Только тогда я наконец сделался ни жив ни мёртв и облился холодным потом. Словно во сне, я пошёл за угол на дрожащих, похолодевших, тонких, как проволочки, ногах, вошёл в сени, стал в угол лицом и стоял там, покачиваясь».
Цитируем по книге: Бермант-Полякова О. В. Посттравма: диагностика и терапия. СПб: Речь, 2006. 248 с.
Со стр. 40-41
Посттравма — это душевная драма, которая разворачивается по своим законам. Прежде чем говорить о соучастии в этой драме в качестве психодиагноста или психотерапевта, необходимо обсудить, что имеется в виду, когда речь идёт о посттравматической патологии или, другими словами, о травмированной душе.
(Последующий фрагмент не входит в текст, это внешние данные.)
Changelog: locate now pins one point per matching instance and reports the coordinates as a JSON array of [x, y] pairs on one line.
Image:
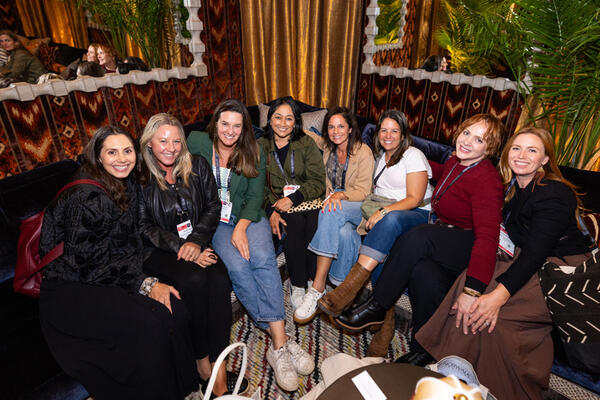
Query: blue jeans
[[381, 238], [336, 238], [256, 283]]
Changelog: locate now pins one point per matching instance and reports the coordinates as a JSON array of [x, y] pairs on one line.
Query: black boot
[[367, 314], [418, 358]]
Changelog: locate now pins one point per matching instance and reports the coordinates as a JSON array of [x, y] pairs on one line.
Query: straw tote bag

Посттравмой называется патологическое состояние, когда человек не способен осмыслить случившееся, избегает вспоминать и говорить о травме, отрицает дезорганизацию психической деятельности, гнев и ярость, страдает от диссоциации мыслительной и эмоциональной сфер и утрачивает способность эмоционально откликаться. Его отличают сверхнастороженность и хроническая депрессия, а также отход к социально пассивной роли.
Психотерапия создаёт благоприятные условия для процессов синтеза, интеграции, для работы Я-функции. разговаривая с человеком, испытавшим душевное потрясение, психотерапевт поддерживает его усилия по осмыслению травмы, помогая ему осознать отделённые прежде от Я воспоминания и переживания. Душа пережившего травму человека подобна стеклу, разбитому на осколочки и осколки. Первый «осколочек», который должен быть обозначен и назван, — это реакция шока.
Исследователи отмечают, что часть пассажиров при авариях на дороге замирают и бездействуют. Эта неподвижность мешает им покинуть тонущий корабль или горящий самолёт. Реакция такого рода получила название «негативной паники». По статистике, так реагируют от 10 до 25 процентов людей. Это наблюдение сопоставимо с инстинктивной реакцией животных на опасность: бегство, нападение, замирание. Тенденция сохранять неподвижность в ситуации опасности, уподобляя себя мёртвому, имеет древнее филогенетическое происхождение.
Со стр. 41
В случае сильной, превосходящей возможности человека травмы, бездействие и ступор сопровождаются дезорганизацией сознания. Реальный мир, происходящие в нём события, изменения не привлекают внимания пострадавшего, а если и воспринимаются им, то фрагментарно и бессвязно. Возможность понимания явлений окружающей жизни ослаблена либо полностью утрачена. Мышление, речь, ассоциативные процессы грубо расстраиваются. Нарушается процесс запоминания. Воспоминания всегда неполные, непоследовательные, в ряде случаев отсутствуют вовсе. Разрушается способность к психическому синтезу даже в самой элементарной форме. Аффект растерянности становится резко выраженным, появляется недоумённость. У людей физическая неподвижность, наблюдаемая в состоянии угрозы их жизни, сопровождается массивной блокировкой фактически всей психической активности — не только аффектов, но также инициативы, суждения и другой когнитивной активности.
Часто пациенты винят себя в бездействии и подчинении в травмировавшей их ситуации. Феномен неподвижности должен быть объяснён пациенту как можно раньше, чтобы обеспечить возможность раскрыть и проговорить связанные с бездействием чувства».